Rare but Worth Knowing
A small number of people develop a condition called acne necrotica, where scalp bumps progress into dark, crusted lesions that leave small pitted scars. It’s driven by an inflammatory reaction around hair follicles rather than a straightforward infection. This is uncommon, but if your scalp bumps repeatedly form dark crusts, bleed, or leave visible scarring, it’s a pattern that warrants professional evaluation rather than home treatment.
What Actually Helps
For mild, occasional scalp pimples, the fix is usually straightforward: wash more frequently, switch to lighter hair products, and avoid picking. A shampoo containing salicylic acid or zinc pyrithione can help keep follicles clear and reduce both bacterial and fungal buildup.
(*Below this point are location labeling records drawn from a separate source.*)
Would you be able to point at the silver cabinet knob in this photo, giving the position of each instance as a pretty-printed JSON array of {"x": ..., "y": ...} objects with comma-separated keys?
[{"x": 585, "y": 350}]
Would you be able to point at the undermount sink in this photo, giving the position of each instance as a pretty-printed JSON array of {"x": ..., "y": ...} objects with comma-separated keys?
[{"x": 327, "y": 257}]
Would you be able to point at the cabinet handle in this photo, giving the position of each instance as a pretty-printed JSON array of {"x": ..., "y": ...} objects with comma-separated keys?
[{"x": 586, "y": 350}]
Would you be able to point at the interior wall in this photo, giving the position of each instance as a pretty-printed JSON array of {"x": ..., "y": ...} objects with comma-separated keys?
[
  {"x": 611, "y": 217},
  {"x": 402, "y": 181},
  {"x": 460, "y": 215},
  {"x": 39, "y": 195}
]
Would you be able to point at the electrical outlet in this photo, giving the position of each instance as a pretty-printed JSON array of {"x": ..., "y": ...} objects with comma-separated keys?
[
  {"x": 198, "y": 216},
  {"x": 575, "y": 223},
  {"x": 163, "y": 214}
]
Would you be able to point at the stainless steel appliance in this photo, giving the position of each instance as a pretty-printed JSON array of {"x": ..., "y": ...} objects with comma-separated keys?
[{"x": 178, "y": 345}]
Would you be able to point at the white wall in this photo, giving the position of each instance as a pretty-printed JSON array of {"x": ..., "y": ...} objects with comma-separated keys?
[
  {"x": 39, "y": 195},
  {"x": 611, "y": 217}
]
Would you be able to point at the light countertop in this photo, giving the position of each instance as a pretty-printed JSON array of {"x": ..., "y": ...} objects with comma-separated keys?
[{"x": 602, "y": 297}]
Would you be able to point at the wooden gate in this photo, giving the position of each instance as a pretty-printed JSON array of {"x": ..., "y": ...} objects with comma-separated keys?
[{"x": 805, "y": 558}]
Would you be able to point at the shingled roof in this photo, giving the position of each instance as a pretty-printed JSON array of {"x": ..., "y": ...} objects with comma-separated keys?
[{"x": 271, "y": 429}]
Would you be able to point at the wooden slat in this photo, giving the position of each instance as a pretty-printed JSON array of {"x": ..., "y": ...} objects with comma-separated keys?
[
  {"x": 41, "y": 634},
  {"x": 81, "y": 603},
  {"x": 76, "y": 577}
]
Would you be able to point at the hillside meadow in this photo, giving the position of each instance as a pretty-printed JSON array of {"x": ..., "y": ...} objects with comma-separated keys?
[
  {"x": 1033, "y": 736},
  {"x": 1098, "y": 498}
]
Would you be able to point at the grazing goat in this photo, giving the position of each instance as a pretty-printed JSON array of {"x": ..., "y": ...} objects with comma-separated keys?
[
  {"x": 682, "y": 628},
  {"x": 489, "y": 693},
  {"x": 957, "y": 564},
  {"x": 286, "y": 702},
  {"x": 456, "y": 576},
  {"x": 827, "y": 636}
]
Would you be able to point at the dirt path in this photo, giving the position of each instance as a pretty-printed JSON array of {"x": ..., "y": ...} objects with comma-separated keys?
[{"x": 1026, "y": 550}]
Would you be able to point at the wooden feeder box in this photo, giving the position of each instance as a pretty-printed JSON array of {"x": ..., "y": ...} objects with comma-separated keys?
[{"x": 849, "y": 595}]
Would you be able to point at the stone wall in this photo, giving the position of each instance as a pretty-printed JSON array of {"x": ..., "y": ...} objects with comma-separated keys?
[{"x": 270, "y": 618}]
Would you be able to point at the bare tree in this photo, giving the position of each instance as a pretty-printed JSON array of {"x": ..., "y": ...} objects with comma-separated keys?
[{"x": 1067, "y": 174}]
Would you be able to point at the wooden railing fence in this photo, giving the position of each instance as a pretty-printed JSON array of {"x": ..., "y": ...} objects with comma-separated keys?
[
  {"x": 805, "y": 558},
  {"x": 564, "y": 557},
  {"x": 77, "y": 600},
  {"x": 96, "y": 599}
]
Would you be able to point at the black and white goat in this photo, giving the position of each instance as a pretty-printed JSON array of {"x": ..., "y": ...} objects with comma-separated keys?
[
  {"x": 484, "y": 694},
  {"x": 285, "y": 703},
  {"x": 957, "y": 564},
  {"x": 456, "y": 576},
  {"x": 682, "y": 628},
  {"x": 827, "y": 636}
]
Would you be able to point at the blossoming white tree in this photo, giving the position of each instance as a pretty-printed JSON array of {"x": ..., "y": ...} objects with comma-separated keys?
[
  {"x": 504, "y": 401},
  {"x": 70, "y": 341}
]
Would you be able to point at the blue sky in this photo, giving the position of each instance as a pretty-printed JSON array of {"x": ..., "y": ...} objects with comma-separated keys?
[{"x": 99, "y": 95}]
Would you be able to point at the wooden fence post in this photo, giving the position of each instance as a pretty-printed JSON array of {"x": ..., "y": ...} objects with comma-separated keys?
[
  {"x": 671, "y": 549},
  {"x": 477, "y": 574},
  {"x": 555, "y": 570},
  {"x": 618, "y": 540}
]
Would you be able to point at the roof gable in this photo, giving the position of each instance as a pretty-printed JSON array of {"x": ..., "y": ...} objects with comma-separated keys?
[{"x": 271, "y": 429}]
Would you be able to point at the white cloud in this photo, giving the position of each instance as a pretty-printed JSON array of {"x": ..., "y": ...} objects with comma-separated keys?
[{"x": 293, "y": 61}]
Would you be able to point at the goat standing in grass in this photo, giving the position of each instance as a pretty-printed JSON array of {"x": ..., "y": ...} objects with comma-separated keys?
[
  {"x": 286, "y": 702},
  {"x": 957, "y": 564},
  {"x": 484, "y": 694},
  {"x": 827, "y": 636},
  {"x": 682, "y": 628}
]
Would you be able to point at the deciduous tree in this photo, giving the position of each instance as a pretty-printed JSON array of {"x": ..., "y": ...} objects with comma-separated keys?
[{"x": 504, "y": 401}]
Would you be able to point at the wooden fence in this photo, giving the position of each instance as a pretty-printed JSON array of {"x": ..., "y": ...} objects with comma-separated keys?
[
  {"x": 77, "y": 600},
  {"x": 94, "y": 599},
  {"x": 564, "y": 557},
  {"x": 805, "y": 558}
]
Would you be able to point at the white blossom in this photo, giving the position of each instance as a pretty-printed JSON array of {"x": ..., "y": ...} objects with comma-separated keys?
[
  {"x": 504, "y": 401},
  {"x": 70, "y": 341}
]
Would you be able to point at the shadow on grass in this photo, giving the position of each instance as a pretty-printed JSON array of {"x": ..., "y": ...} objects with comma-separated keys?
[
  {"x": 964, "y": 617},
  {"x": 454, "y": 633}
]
When breakouts are persistent or widespread, the treatment depends on the cause. Bacterial folliculitis typically responds to a prescription antibiotic gel or lotion applied directly to the scalp. Oral antibiotics are reserved for severe or recurring cases. If the cause is yeast-related, antifungal shampoos or creams are the correct approach, and antibiotics will do nothing. Getting the distinction right matters, which is why scalp bumps that don’t improve after a few weeks of better hygiene and product changes are worth having evaluated.